An innovative new method of funding for solar power for non-profits in some states, including Washington, is to partner with an organization that leverages funds invested by donor advised funds (DAFs) and impact investors as well as foundations to pay for the installation. One example is RE-volv, which provides access to solar energy for nonprofits that serve disadvantaged communities and otherwise could not go solar. It enables the non-profits to go solar with no up-front payment and to save an estimated 15 percent on their electricity bills. The non-profit leases the solar installation for 20 years and makes lease payments to RE-volv, with the savings on electricity bills expected to cover the lease payments and still generate savings. The investor benefits through a financial return on their funds.
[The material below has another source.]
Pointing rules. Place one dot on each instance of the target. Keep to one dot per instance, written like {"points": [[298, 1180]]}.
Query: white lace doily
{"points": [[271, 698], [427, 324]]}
Since its founding in 2011, RE-volv has funded 52 solar projects in 14 states that are contracted for 14 megawatts and that have avoided 95 tons of CO2 emissions.
Along with installing the solar system, RE-volv trains college students to become Solar Ambassadors, who spearhead the solar project for a local community-serving nonprofit and lead an educational campaign to spread solar and renewable energy education on their campus.
In Washington, Gonzaga University’s Gonzaga Sustainable Energy (GSE) program partnered with RE-volv to bring solar power to Transitions, a nonprofit that works to end poverty and homelessness for women and children in Spokane. Transitions expects that it will save more than $116,000 through the program. “Since (solar) energy cost is a lot lower, that money that they’re saving can be put towards their own programs,” said Jess Vazquez, a vice president of GSE and a coordinator with RE-volv.” They [can] spend more on people.” “The reason why RE-volv focuses on nonprofits is that nonprofits don’t get that tax incentive for having solar on their buildings that normal people do,” GSE President Theo Labay explained.
While DAFs and other impact investors interested in solar power have more often invested in start-ups with innovative solutions for solar power, new players such as RE-volv are enabling DAFs to invest in solar power in a new way and offering non-profits a new model to fund their solar installations.